Electricity prices in Croatia 2025
In 2025, the average wholesale day-ahead electricity price in Croatia was € 0.1059 /kWh (▲12% vs 2024). Below is the month-by-month breakdown plus a chart of how prices moved through the year.
Monthly breakdown — 2025
| Month | €/MWh | €/kWh | MW |
|---|---|---|---|
| January 2025 | € 135.98 | € 0.1360 | 2,273 |
| February 2025 | € 150.05 | € 0.1501 | 2,295 |
| March 2025 | € 104.87 | € 0.1049 | 2,057 |
| April 2025 | € 84.81 | € 0.0848 | 1,887 |
| May 2025 | € 83.92 | € 0.0839 | 1,752 |
| June 2025 | € 86.14 | € 0.0861 | 2,025 |
| July 2025 | € 103.53 | € 0.1035 | 2,231 |
| August 2025 | € 79.70 | € 0.0797 | 2,105 |
| September 2025 | € 96.21 | € 0.0962 | 1,967 |
| October 2025 | € 113.86 | € 0.1139 | 1,965 |
| November 2025 | € 118.31 | € 0.1183 | 2,146 |
| December 2025 | € 113.64 | € 0.1136 | 2,296 |
Croatia generates around 45% of its electricity from hydropower — the Drava, Sava, Cetina and Krka river systems together host over 2 GW of capacity. The country also imports a sizeable share of supply, partly via its 50% co-ownership of the Krško nuclear plant in neighbouring Slovenia, which by treaty delivers half its 700 MW output to Croatia. HOPS operates the HR bidding zone and runs the CROPEX day-ahead market.

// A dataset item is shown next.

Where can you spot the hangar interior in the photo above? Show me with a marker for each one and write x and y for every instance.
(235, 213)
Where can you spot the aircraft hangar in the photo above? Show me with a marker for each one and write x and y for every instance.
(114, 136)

Wind has expanded along the Velebit coast and Adriatic islands to over 1 GW, while solar — long underdeveloped due to slow permitting — finally reached 0.5 GW in 2024 and is forecast to triple by 2027. Coal-fired Plomin still provides backup capacity but is scheduled for closure by 2033.
The 2 GW Plomin-3 nuclear-or-gas plant has been studied for years without a final decision; current government policy favors a second Krško unit instead.